Dal 24 febbraio a oggi, fonti militari hanno calcolato 240 mila vittime, tra soldati dei due eserciti e civili ucraini. Oltre diecimila mezzi da combattimento sono andati distrutti e almeno tre milioni di proiettili sono stati esplosi dalle artiglierie rivali, sbriciolando intere città (queste ultime solo in Ucraina). Le diplomazie mandano messaggi contradditori, che si infrangono contro muri d’odio. C’è però una realtà, ammessa dal capo di Stato maggiore americano Mark Milley: non esiste possibilità di vittoria (per nessuno dei due eserciti).

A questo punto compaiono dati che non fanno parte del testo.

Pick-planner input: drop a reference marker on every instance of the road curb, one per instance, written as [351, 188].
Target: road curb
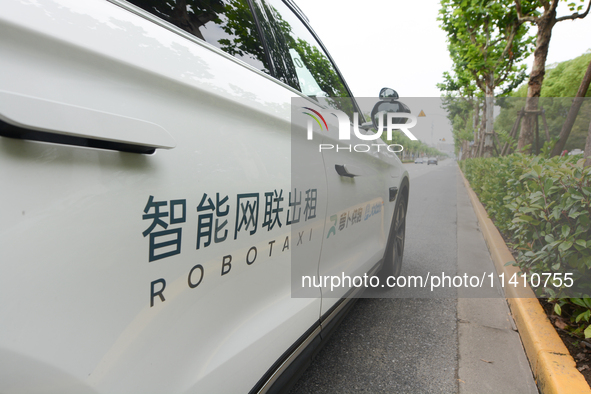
[553, 367]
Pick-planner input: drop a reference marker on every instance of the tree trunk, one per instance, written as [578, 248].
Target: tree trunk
[572, 113]
[536, 77]
[588, 148]
[488, 126]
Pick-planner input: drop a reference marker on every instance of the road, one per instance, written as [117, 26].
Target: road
[427, 345]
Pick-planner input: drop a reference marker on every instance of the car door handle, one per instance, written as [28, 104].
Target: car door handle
[33, 118]
[347, 170]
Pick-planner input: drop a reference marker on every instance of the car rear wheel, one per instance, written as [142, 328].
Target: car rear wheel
[395, 248]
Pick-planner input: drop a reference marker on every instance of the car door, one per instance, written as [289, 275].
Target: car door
[358, 210]
[147, 201]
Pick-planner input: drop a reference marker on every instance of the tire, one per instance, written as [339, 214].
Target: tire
[395, 247]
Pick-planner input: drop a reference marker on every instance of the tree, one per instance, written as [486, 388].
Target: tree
[486, 41]
[542, 13]
[573, 112]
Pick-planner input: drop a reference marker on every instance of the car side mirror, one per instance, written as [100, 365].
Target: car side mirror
[388, 103]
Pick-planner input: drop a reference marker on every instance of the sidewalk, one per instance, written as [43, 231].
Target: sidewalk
[491, 355]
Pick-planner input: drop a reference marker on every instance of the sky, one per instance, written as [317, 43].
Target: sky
[398, 44]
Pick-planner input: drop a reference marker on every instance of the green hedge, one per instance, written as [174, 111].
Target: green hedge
[544, 207]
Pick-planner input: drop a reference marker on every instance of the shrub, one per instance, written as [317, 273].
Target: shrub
[544, 207]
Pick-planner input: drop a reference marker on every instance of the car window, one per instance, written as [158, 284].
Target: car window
[298, 58]
[227, 24]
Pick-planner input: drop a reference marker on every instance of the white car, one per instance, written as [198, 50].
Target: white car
[153, 206]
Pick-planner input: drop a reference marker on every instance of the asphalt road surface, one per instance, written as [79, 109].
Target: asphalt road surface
[411, 345]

Venerdì scorso anche Papa Francesco ha manifestato la sua vicinanza al popolo ucraino: “Sulla vostra terra, da nove mesi, si è scatenata l’assurda follia della guerra. Nel vostro cielo rimbombano senza sosta il fragore sinistro delle esplosioni e il suono inquietante delle sirene. Le vostre città sono martellate dalle bombe mentre piogge di missili provocano morte, distruzione e dolore, fame, sete e freddo. Nelle vostre strade tanti sono dovuti fuggire, lasciando case e affetti. (…) In questo mare di male e di dolore -a novant’anni dal terribile genocidio dell’Holodomor- sono ammirato del vostro buon ardore. Pur nell’immane tragedia che sta subendo, il popolo ucraino non si è mai scoraggiato o abbandonato alla commiserazione. Il mondo ha riconosciuto un popolo audace e forte, un popolo che soffre e prega, piange e lotta, resiste e spera: un popolo nobile e martire.” Il papa cita l’Holodomor, il nome attribuito alla carestia che fu provocata sul territorio dell’Ucraina dal 1932 al 1933 dall’URSS, causando da 7 a 10 milioni di morti: è la tragedia nazionale del popolo ucraino. Sono passati novanta anni, ma il ricordo di quel genocidio è rimasto nella storia e nella memoria degli ucraini marcato in modo indelebile. Nessun fatto è chiuso in se stesso, la storia che verrà sarà figlia di quello che è stato. 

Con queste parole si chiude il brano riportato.